Guest post by Samantha and Daniel Johnson
The first thing we’re going to tell you is that if you sat down and calculated just how much you’ve really put into each bottle of honey (factoring in your time, effort, and investment), you’d have to price each jar at an astronomical figure. Unfortunately, no one is going to pay you $3,000 for a one-pound jar of honey, no matter how much effort you put into it, so let’s go back to the drawing board and figure out a more realistic price.
The second thing we’re going to tell you is that honey prices vary greatly, depending on quality, variety, and even your location. You might see one-pound jars priced at $6, or you might see one-pound jars priced at $12, and we’ve even seen eight-ounce jars priced at $14, so there really isn’t a clear-cut answer to the question, “What should I charge?”
The quality of your honey is an important factor. Your presentation is another important factor. Have you raised your bees organically? Did you heat the honey during harvest? Honey that is raw and was organically raised will generally bring a higher price than honey that comes from bees that were treated with chemicals or honey that was heated during the harvest process.

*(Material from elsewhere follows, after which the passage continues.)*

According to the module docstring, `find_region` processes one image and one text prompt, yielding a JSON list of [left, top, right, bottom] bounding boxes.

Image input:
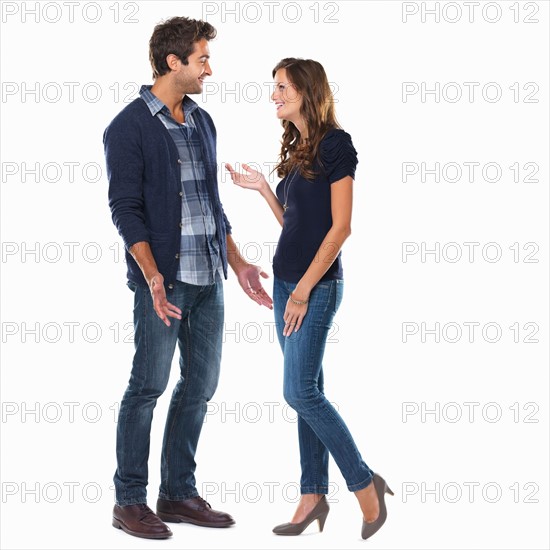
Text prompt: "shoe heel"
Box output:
[[317, 512, 328, 533]]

While you can’t really put a price on your time and effort, it’s nice to be able to recoup some of your expenses. Evaluate the current honey market in your area by browsing farmers’ markets, grocery stores, health food stores, and other retail establishments that sell honey. Compare the prices for one-pound jars and then determine an appropriate price for your own jars. Consider offering discounts for multiple purchases, such as one jar for $8, two jars for $14, and three jars for $20. Many buyers appreciate a slightly discounted price in the case of multiple purchases, and such a discount might increase your sales. You can also consider the possibility of adding in bonus items, such as a free beeswax candle with the purchase of three jars of honey. Experiment with different promotions that might entice buyers to look more closely at your booth and the products that you’re offering for sale.

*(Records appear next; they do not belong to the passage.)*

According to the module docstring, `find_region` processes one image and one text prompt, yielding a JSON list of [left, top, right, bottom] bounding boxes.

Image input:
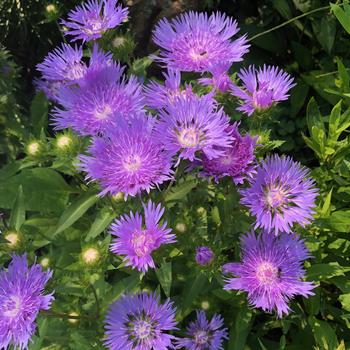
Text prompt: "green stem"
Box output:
[[248, 5, 331, 41]]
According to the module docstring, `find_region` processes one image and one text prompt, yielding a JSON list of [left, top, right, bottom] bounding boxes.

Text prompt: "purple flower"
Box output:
[[62, 0, 128, 41], [80, 115, 172, 196], [53, 55, 144, 136], [241, 154, 317, 234], [144, 70, 194, 109], [231, 65, 295, 115], [111, 201, 176, 272], [176, 311, 228, 350], [201, 123, 256, 185], [153, 11, 249, 72], [157, 95, 232, 161], [0, 255, 53, 349], [105, 293, 176, 350], [198, 62, 233, 93], [223, 232, 315, 318], [37, 44, 86, 84], [196, 247, 214, 266]]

On the National Honey Board’s website, you’ll find a month-to-month chart of nationwide retail honey prices, courtesy of Bee Culture magazine. In September 2012, the average price for one pound of honey was $5.73, up nearly $2 from the average September 2006 price, which was $3.91. Obviously, these figures are average prices and will fluctuate from region to region, which is why it is important to investigate the prices in your area before determining what to charge for your own honey.